No hace falta trasladarse hasta la Rue Faubourg Saint-Honoré de París para comprar en las boutiques francesas más significativas. Las encontraremos repartidas a lo largo del Passeig de Gràcia barcelonés. Passeig de Gràcia es muchos paseos en uno. Es el bulevar de las grandes obras modernistas, como, por ejemplo, la wagneriana casa Lleó Morera, de Domènech i Montaner, o las ondulantes Pedrera y casa Batlló, del nunca suficientemente recordado Gaudí. Es la sonriente avenida por donde circulan ejércitos de adolescentes a la búsqueda y captura de las últimas gangas de Zara, Mango y Benetton.
Y es también el paseo donde podemos descubrir las últimas novedades de las principales firmas de Francia, el país de la moda por excelencia. Cartier, Chanel, Louis Vuitton, Lacoste, Hermès e Yves Saint Laurent nos esperan. Traspasar el umbral de esas tiendas significa entrar en un mundo de ‘charme’, de complementos perfectamente alineados y de hilo musical a cargo de Edith Piaff.

El mago de los baúles. Hace seis años, Vuitton abrió, en el número 82 de Passeig de Gràcia, su primera ‘global store’ en España. Pero la historia de la ‘maison’ arrancó mucho antes, en el París del siglo XIX, cuando un desconocido Louis Vuitton creó los innovadores baúles de viaje con tapas planas –hasta entonces, los baúles eran pesadas arcas difíciles de colocar en los maleteros de los trenes–. Los bolsos, baúles y maletas de Vuitton se convirtieron rápidamente en objeto de deseo de la clase acomodada. Hasta hoy. Además de bolsos, el imperio Vuitton también produce zapatos, ropa y todo tipo de complementos. ¿Sus piezas fetiche? Robustos zapatos con suela de madera, bolsas-mochila de lona y un nuevo invitado: el ‘short’ ciclista, que, después de años desterrado de las tendencias, vuelve con fuerza.

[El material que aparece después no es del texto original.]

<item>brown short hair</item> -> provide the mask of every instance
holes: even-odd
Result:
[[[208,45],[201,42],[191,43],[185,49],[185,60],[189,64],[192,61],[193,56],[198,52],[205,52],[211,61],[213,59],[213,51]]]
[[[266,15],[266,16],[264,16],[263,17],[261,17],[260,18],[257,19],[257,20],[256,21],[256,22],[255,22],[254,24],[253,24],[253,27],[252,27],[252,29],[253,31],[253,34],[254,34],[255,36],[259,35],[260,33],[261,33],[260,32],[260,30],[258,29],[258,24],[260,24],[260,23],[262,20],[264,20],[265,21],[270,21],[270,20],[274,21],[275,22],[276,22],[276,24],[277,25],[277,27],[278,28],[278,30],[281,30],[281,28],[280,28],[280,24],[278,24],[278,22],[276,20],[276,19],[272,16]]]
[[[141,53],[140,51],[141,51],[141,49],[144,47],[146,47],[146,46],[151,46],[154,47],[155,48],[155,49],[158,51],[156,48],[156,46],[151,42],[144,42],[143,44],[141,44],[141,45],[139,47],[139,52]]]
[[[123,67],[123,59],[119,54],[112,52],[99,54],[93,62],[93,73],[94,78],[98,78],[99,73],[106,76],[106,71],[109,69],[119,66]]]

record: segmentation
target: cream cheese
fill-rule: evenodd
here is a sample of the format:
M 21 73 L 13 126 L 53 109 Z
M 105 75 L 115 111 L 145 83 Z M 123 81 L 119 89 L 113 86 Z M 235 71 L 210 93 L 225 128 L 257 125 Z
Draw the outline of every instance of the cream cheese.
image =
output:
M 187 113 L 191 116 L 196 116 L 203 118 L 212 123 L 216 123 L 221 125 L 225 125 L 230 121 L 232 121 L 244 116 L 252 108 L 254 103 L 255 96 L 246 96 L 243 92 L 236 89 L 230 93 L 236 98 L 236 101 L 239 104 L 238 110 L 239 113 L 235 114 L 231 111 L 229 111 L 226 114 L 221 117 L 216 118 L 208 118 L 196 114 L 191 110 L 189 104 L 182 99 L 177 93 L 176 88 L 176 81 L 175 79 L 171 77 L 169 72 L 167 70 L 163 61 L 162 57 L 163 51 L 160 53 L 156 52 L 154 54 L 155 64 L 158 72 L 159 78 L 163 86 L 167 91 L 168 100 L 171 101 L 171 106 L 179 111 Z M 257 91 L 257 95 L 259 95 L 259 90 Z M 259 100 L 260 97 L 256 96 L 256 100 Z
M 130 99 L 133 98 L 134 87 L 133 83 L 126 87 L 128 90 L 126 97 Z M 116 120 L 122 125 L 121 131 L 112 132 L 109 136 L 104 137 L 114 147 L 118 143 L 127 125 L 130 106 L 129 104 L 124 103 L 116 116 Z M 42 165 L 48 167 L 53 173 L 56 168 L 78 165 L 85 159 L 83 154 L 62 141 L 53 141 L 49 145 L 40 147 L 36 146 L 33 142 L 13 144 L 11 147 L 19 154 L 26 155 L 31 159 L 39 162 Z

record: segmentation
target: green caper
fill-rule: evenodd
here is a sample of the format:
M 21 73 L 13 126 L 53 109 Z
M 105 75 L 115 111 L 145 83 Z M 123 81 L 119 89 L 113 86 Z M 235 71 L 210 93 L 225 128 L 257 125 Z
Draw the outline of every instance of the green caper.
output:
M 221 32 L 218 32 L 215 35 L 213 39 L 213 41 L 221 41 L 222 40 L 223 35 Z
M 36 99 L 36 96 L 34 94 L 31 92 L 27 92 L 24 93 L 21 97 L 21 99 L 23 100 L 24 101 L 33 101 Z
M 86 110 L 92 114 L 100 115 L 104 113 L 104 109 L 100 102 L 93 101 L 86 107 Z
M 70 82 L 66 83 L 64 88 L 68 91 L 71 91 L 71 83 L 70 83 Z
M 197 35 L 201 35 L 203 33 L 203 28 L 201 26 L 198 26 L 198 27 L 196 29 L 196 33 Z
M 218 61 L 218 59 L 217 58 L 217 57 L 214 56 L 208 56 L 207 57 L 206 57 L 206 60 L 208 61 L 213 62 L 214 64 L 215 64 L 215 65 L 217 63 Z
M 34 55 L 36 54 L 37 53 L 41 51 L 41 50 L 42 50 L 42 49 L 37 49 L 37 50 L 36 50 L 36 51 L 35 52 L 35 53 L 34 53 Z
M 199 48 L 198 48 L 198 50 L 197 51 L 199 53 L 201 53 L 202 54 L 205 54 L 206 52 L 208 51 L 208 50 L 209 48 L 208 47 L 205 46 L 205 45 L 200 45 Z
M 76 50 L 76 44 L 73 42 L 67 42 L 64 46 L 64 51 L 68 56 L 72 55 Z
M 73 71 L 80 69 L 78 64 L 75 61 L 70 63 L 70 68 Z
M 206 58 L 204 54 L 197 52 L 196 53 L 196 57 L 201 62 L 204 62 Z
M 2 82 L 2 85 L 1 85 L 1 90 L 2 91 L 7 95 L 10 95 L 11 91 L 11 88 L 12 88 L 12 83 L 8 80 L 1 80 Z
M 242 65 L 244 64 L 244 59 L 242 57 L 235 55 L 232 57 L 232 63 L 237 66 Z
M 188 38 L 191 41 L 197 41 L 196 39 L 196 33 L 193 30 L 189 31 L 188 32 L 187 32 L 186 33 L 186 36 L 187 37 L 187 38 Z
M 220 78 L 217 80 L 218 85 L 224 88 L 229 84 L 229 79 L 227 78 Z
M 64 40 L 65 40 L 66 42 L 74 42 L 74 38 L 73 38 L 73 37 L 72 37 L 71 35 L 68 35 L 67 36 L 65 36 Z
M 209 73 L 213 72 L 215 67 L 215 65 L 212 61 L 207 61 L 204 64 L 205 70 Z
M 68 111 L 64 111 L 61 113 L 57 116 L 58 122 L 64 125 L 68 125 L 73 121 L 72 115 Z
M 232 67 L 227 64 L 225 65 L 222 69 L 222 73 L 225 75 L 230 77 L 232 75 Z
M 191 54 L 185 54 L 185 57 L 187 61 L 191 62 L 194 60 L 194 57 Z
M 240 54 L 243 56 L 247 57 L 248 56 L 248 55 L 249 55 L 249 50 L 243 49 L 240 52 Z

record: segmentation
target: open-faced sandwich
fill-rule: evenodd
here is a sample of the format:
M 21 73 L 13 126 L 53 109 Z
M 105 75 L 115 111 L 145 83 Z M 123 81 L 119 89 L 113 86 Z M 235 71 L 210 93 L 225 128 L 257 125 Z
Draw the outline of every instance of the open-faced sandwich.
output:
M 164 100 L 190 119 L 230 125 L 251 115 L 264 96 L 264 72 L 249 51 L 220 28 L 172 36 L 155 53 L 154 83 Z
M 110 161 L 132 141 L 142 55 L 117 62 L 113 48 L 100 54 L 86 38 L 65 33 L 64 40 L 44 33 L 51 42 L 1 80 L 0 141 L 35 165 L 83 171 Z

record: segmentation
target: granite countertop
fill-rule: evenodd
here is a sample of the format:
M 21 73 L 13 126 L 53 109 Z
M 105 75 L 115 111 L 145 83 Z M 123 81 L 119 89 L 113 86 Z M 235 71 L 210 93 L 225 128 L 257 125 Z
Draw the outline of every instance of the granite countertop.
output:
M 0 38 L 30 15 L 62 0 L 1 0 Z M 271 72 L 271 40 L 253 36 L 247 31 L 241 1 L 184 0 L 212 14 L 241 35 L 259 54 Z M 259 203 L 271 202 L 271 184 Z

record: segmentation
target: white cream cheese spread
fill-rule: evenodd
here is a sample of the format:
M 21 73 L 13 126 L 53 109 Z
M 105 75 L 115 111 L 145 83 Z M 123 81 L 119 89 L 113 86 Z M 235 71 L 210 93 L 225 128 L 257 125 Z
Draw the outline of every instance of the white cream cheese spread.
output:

Coco, el estilo que no pasa de moda
El espíritu de Coco Chanel late con fuerza en el número 70 de Passeig de Gràcia. En el escaparate nos reciben los ‘little black dress’, la pieza que Coco elevó a la categoría de básico. En el interior, nos esperan otros clásicos de la ‘maison’: los trajes chaqueta de ‘tweed’ y los jerseys marineros de punto. A principios del XX, Gabrielle Bonheur (éste era el verdadero nombre de Mademoiselle Chanel) revolucionó con estas piezas el mundo de la moda cuando mostró que la elegancia no estaba reñida con la comodidad. Además de los clásicos de la firma, en la tienda de Passeig de Gràcia también se exponen las novedades. Todo fiel al lema de Coco: ‘La moda pasa, el estilo permanece’. Esta primavera, soplan aires campestres en Chanel. Karl Lagerfeld, diseñador de la firma, apuesta por las chaquetas de ‘tweed’ deshilachadas, los zuecos, los bordados de flores y las piezas de ganchillo.

El imperio del cocodrilo
Si hermes vuelve la mirada al mundo del tenis, Lacoste tiene la vista fijada en el universo de la raqueta desde su nacimiento. No en vano, la firma del cocodrilo fue fundada en 1933 por el tenista francés René Lacoste, ganador de la Copa Davis con un equipo al que cariñosamente apodaban con el sobrenombre de ‘Los Mosqueteros’. Passeig de Gràcia reserva también unos metros de su cotizadísimo suelo a Lacoste, cuya boutique se ubica en el número 51. Aquí encontraréis ropa ‘casual’ con abundantes referencias tenísticas, como los pañuelos dedicados al torneo Roland Garros.